Dolayısıyla yerellerde de yön gösterici yerel kamu otoritesinin olumlu ve pozitif kararlar alınmasını teşvik edici lobiler aracılığıyla sivil toplumun yerellerde çok iyi işlevler görebileceğini biliyoruz.

Sivil toplum kuruluşları tamamıyla karşıtlık üzerinden değil, argümanla ve yön gösterici bir muhalif tutum aldığı zaman, hem siyasal partilere hem siyasal iktidarlara çok ciddi katkılar sunabiliyorlar.

Etkili bir sivil toplum-siyaset diyaloğu nasıl oluşur?

Türkiye’de siyasal partiler ve sivil toplum ilişkileri başka bir boyutuyla siyasal iktidar ve sivil toplum ilişkileri devlet ve sivil toplum ilişkileri sürekli tartışılagelmiştir. Burada aslında denklem çok basit her bir kuruluş devlet olsun siyasal iktidar olsun siyasal partiler olsun sivil toplum kuruluşları olsun her biri kendi doğal işlevini yürüttüğü zaman bu toplumsal kurumlar arasında ki ilişkiler sağlıklı bir zeminde yürütüldüğü zaman faydalarını görebiliyoruz.

Türkiye’de sivil toplumun bağımsız hiyerarşik ilişkilerden uzak ve siyasal partileri doğru yönlendiren kuruluşlar haline gelmesi gerek. Bu en önemli unsurlardan biridir.
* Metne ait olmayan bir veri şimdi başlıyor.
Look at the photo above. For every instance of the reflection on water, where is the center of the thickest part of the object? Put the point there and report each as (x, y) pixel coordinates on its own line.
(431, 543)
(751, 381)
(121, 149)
Sivil toplum dediğimiz olay doğası gereği muhaliftir. Hükümete, siyasal partilere yön gösterir eleştirir ve olumlu manada toplumdan gelen sorunların çözülmesi yönünde yol göstermesi gibi bir işlevi vardır.

Sivil toplum kuruluşları tamamıyla karşıtlık üzerinden değil, argümanla ve yön gösterici bir muhalif tutum aldığı zaman hem siyasal partilere hem siyasal iktidarlara çok ciddi katkılar sunabiliyorlar. Ama bir sivil toplum kuruluşu ezbere dayanan ideolojik ve tamamıyla karşıt pozisyonlarla siyasal partilere veya siyasal iktidara veya devlete karşı tutum aldığı zaman olması gereken işlevinden kopar ve başka bir şeye dönüşür.